AI Case Study
BlackRock chooses investment opportunities to add to its portfolio based on AI recommendations
BlackRock is planning to move a significant amount of its actively managed wealth into an equity branch called Systematic Active Equities that uses AI algorithms and models to pick stocks.
Industry
Financial Services
Investment Banking And Investment Services
Project Overview
The Financial Times reports that "SAE now employs 80 portfolio managers and researchers, who include more than 30 PhDs in computer science, physics and engineering. The goal is not to achieve dramatic wins but consistent market-beating results. SAE’s research process borrows from academia. An analyst proposes an investment idea, and is then assigned a “referee” who spends a week trying to demolish the thesis. It then gets presented to an approval board, which decides whether it should be included in investment portfolios and what kind of weighting it should be given. These days, the competitive advantage from such signals can quickly be lost, so SAE often gives a heavy weighting to new signals, and gradually reduces the money allocated as their effectiveness “decays”. A good example is Glassdoor, where employees can anonymously review their companies. Two decades ago investors might have looked at Fortune magazine’s ranking of the happiest workplaces, but today SAE can systematically monitor for signs of a company’s employees getting happier or restive. That analysis has turned out to be a good predictor of stock returns."
"Although BlackRock executives stress that SAE stands on its own two feet, the hope is that resources ploughed into the quant arm will be a catalyst for the entire company. One example is the real-time economic gauges SAE has created for the BlackRock Investment Institute, based on a host of alternative data sets like internet searches, online invoices and even traffic patterns. But the cross-unit pollination will need to be much broader and bigger to be judged successful."
Reported Results
Planned; results not yet available
Technology
In-house proprietary models and algorithms
Function
Operations
General Operations
Background
The Financial Times reports: "In the past, investment companies might supplement their analysis of economic data and corporate balance sheets by sending junior employees to count the number of visitors at a shopping centre, or hiring psychologists to analyse the body language of executives. These days, this can be automated and done instantaneously by using fields of artificial intelligence to pore through vast digital data sets.
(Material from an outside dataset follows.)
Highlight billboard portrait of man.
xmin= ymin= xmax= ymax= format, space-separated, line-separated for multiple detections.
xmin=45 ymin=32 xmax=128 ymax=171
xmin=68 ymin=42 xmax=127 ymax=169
One of the biggest trends in the money management industry is the explosion of interest in quantitative investing, using high-powered computers and artificial intelligence to scour markets and gargantuan data sets for patterns that can be exploited by trading algorithms."
According to the Financial Times, BlackRock's CEO upended "BlackRock’s underperforming stockpicking business, sacking seven fund managers and shifting billions of dollars they used to manage to a little-known arm of the asset manager’s sprawling $6tn empire based in San Francisco, called Systematic Active Equities. BlackRock hopes that SAE will not only become its own “quant” powerhouse but also help transform its wider business by incubating new techniques and data sources that will be spread across its asset management complex."
Benefits
Data
Data comprised of various data, according to the Financial Times "more than 1,000 signals SAE has accumulated in its library, of which between 100 and 200 are currently being traded. Roughly a fifth of SAE’s models are changed every year, with few signals working for much longer than five years. ... alternative data sets like internet searches, online invoices and even traffic patterns".